A top government official on Sunday said Athens would submit proposals that will take the struggling Greek economy “out of sedation.”
“We are compiling a list of measures to make the Greek civil service more effective and to combat tax evasion,” minister of state Nikos Pappas told Mega channel.
Greece’s hard-left government is walking a tightrope between its commitments to European creditors and its electoral pledges to end austerity in the country struggling to recover from severe economic crisis.
Europe on Friday gave Greece until Monday to present credible proposals that would convince its creditors to grant a four-month extension of its debt bailout. A new reform deal would then be negotiated during that time period.
Pappas on Sunday said the talks would be “a daily battle . . . every centimeter of ground must be won with effort.”

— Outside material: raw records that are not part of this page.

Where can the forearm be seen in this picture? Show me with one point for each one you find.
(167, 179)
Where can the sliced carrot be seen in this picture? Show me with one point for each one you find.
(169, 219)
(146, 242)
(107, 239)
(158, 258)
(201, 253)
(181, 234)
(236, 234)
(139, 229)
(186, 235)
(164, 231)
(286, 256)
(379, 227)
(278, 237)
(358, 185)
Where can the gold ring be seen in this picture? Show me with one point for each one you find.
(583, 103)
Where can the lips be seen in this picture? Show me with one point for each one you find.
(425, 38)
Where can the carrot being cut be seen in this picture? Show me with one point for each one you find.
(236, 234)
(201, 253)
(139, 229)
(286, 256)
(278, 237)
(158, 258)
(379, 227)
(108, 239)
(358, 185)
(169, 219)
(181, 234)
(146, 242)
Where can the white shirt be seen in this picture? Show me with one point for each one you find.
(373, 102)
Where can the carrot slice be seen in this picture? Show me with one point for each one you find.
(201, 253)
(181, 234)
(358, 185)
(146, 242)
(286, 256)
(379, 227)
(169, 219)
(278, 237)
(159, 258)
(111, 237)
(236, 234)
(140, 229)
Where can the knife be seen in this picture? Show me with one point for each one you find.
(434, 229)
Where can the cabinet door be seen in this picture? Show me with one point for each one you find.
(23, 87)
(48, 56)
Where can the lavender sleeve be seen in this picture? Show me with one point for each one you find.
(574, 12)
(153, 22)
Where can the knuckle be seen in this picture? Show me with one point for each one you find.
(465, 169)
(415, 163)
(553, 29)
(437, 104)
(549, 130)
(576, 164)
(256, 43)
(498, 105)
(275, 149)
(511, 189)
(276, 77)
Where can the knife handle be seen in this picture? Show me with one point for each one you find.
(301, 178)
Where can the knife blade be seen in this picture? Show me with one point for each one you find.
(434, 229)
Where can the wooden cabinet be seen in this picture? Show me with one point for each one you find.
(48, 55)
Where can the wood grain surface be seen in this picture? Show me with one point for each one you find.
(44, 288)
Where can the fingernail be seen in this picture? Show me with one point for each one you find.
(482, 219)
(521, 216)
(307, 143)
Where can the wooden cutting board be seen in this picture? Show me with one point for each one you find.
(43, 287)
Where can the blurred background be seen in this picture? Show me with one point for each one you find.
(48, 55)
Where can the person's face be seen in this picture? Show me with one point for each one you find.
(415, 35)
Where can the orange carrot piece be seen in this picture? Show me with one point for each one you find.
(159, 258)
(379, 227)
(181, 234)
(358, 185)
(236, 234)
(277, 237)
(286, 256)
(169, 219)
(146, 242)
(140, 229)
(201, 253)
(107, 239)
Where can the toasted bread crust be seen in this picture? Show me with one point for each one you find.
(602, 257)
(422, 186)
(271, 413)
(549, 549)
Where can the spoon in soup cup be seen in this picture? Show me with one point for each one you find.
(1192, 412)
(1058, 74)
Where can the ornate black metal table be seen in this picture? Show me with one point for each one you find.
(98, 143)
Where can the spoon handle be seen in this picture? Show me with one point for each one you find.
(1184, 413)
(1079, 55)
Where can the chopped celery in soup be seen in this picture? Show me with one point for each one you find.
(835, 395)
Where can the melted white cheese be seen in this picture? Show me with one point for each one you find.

While many said Athens had capitulated to European demands in the deal on the four-month extension, Prime Minister Alexis Tsipras insisted Saturday Greece had achieved an “important negotiating success” which “cancels out austerity.”
In a televised address, Tsipras said his government had foiled a plan by “blind conservative forces” in Greece and abroad to bankrupt the country at the end of the month, when its European bailout had been scheduled to expire.
But while fears of a disastrous Greek exit from the eurozone receded, the 40-year-old premier warned that the “real difficulties” lie ahead. He said his government would now focus on negotiating a new reform blueprint with Greece’s creditors by June.
The government which came to power last month pledging to end deeply unpopular austerity measures and renegotiate Greece’s huge debt had asked for a six-month loan assistance until it can submit its four-year reform plans.